Onet has appointed a personal data protection officer at Group level, who can be reached at this address: dpo@Onet.fr.
The Data Protection Officer advises, informs and monitors compliance with the regulations on personal data.
Why do we use your personal data on the Websites?
The websites allow you to:
- Receive and respond to requests from our Clients and Prospects via a contact form.
- Receive and respond to requests from our Clients and Prospects via the Chatbot.
- Carry out marketing operations such as integration into the CRM (customer relationship management) and cross-selling.
- Send email communications to our customers who have not objected:
- On products similar to those they ordered.
- Manage the opt-out list.
- Manage your consents relating to cookies and other trackers.
- Exercising your rights (GDPR).
What are the legal bases for processing?
- Contact request (by form or chatbot): the legal basis for the processing is consent.

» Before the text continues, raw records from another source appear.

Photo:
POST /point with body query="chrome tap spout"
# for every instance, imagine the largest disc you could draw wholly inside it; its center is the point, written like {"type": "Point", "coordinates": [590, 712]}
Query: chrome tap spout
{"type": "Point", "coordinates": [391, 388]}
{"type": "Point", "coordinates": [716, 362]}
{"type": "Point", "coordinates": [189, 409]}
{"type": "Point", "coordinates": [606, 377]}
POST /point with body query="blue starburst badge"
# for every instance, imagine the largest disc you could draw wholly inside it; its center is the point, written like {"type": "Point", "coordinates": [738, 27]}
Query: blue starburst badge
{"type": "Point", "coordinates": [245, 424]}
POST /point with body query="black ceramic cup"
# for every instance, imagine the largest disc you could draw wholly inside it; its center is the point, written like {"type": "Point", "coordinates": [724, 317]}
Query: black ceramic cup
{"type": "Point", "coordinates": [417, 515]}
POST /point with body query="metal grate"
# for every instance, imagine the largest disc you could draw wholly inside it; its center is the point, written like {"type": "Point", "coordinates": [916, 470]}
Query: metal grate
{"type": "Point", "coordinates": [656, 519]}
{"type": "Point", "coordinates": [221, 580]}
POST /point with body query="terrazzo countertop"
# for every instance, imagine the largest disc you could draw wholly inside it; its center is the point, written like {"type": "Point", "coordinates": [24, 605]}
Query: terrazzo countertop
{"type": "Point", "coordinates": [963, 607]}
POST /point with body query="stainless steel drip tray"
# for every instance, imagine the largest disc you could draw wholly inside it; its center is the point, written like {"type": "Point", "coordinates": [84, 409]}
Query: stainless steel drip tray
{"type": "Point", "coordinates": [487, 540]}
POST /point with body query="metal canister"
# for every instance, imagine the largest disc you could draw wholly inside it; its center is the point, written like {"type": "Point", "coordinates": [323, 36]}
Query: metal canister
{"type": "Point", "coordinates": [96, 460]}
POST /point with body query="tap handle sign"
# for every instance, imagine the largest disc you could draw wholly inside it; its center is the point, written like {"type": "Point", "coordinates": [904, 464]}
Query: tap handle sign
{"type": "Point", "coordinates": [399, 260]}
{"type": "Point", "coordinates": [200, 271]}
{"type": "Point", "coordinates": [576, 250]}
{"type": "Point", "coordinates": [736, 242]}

- Marketing: The legal basis is the company's legitimate interest in finding new Customers.
- Sending email communications: The legal basis for the processing is the Company's legitimate interest in promoting our products to our customers.
- Opt-out list: the legal basis is the legitimate interest of the data subject in making his or her choice effective.
- Management of consents relating to cookies and trackers: the legal basis is the consent of Internet users.
- Exercising the rights of individuals: the legal basis is the law.
What data do we collect and use?
- Contact request (by form or chatbot): Type of requester, surname, first name, position, telephone number, email address, company, subject of your request, Message.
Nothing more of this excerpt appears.